Fast food workers demand higher wages

Fast food workers gathered in Durham, Raleigh, Greensboro and Charlotte calling for higher wages.
Fast food workers gathered in Durham, Raleigh, Greensboro and Charlotte calling for higher wages.

RALEIGH—Fast food workers across the state walked off their jobs Thursday as part of a national movement to demand a $15 minimum wage and the right to form a union.

Workers for popular chain restaurants such as Burger King, McDonalds and Bojangles protested their low wages in Durham, Raleigh, Greensboro and Charlotte over the course of the day, culminating in a march through Raleigh and an address by North Carolina NAACP President Rev. William Barber, Divinity '89. The protestors, ranging from five to 80 years old, called for fair wages that would allow them to raise a family.

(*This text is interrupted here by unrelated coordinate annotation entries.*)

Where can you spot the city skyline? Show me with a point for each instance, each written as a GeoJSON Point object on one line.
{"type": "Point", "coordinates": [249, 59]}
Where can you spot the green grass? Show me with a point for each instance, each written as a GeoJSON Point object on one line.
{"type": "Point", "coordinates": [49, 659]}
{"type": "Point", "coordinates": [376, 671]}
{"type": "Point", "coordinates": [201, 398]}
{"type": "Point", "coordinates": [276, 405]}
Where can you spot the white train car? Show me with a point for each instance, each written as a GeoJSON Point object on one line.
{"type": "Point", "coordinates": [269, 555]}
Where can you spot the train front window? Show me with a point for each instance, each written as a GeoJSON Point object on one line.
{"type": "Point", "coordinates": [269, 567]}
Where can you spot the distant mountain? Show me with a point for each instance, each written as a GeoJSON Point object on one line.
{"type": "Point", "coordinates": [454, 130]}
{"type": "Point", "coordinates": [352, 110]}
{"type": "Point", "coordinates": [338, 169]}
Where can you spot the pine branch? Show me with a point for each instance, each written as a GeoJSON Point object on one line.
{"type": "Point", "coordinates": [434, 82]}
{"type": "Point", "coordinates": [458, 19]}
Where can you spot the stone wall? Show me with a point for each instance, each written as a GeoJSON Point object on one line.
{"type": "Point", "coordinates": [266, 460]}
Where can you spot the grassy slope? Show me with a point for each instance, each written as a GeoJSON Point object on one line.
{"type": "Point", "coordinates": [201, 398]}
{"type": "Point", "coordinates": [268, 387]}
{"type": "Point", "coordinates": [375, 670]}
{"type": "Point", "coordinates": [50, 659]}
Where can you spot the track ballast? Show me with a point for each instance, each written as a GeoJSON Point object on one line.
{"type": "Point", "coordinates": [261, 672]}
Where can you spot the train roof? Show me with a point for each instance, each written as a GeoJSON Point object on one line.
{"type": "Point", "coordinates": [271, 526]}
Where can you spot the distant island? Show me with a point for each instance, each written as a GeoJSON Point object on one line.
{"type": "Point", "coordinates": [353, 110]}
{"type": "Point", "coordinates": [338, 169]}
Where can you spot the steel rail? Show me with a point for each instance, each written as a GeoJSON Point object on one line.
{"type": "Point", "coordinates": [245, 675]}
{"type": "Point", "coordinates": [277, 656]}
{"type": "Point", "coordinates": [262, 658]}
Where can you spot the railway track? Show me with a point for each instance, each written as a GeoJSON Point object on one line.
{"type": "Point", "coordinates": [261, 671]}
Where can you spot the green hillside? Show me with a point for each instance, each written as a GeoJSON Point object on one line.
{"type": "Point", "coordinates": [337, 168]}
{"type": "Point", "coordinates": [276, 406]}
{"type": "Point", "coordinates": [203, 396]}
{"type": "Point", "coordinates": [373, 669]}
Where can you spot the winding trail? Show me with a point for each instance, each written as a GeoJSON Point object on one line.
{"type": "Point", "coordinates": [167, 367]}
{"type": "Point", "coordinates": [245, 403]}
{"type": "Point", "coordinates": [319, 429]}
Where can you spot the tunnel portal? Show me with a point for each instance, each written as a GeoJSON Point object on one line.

“So many people are fed up. So many people are struggling to get by in the richest country in the world,” said MaryBe McMillan, secretary-treasurer of the North Carolina State American Federation of Labor and Congress of Industrial Organizations.

About 20 protesters started the day off in Durham at 6 a.m., chanting and holding signs in front of Burger King as cars passed by and honked in support.

Chants of “We can’t survive on $7.25” blasted through the quiet morning hours, a reference to the current wages of fast food workers such as Durham Burger King employee Marcel McGirk.

McGirk noted that despite his 14 years of experience in fast food—including working as a manager at multiple establishments—he is currently paid the same amount as someone on their second day of work.

“We’re working hard to get paid nothing,” McGirk said. “I’m 26 years old, I have bills.”

Corey Munlyn said his pay was only 20 cents above the norm and yet he often performed tasks himself without other staff.

“I feel like it’s not adding up, with countless days [of me] working by myself,” Munlyn said.

Workers inside the Burger King next to the protest declined to comment on the strike.

Raleigh’s event began at the Martin Street Baptist Church, where strikers held signs sporting slogans like, “We are worth more” and “Labor rights are human rights.” Approximately 70 to 80 people walked through a section of the city, eventually stopping directly in front of the local Kentucky Fried Chicken franchise, where Barber gave a keynote speech to the surrounding supporters. Barber used the Bible to substantiate his claims, gesticulating passionately and dripping with sweat on the bright and hot day.

“You have a right to demand to be treated right,” Barber said. “God says you have a right to demand to be paid right.”

Barber’s fervent 20-minute speech at a temporary podium outside KFC argued for better wages and working conditions for the strikers as based on their constitutional rights, economic viability and value as equal human beings.

“All people have a right to economic initiatives... they have a right to just wages, they have a right to benefit and they have a right to decent working conditions," he said. "Anything less than that is sin."

In an interview after his speech, Barber said the current state of worker wages lacks economic sense because North Carolina has the second highest concentration of people working in fast food chains, noting that the state has a lower minimum wage than the national average.

"North Carolina has a constitution that says people have a right to the fruit of their labor,” Barber said. “That’s not something someone came up with—that’s been in our constitution for years. White people, black people understood work without wages and benefits is just a form of slavery.”

Allan Freyer, Trinity '99 and a public policy analyst at the North Carolina Justice Center, echoed Barber’s view in saying that a higher minimum wage is not only in the interest of the workers themselves, but also in the interest of stimulating the economy.

“These are companies that certainly have the ability to pay their workers more without necessarily impacting prices,” Freyer said. “The overwhelming majority of research shows that raising the living wage has actually caused greater economic growth and personal income growth than in states that did not.”

McMillan noted that financial difficulties for workers are only exacerbated by the North Carolina government.

“I think a lot of people don’t realize just how many more jobs that are coming into our economy are low wage service sector jobs,” said McMillan. “It’s always been a struggle for workers in North Carolina. We’re the least unionized state, we’ve never had collective bargaining rights for public employees.

McMillan said that AFL-CIO and supporters of the strike campaign have approached members of the state legislature, sending members of the organization to call and approach legislators about keeping unemployment benefits and approving the Affordable Care Act’s expansions to Medicare.

A law decreasing the amount of benefits the unemployed receive, such as lowering maximum benefits from $535 per week to $350 per week, was passed this summer and took effect July 1.

“It’s an uphill fight, but I’m more hopeful than I’ve been in a long time,” McMillan said.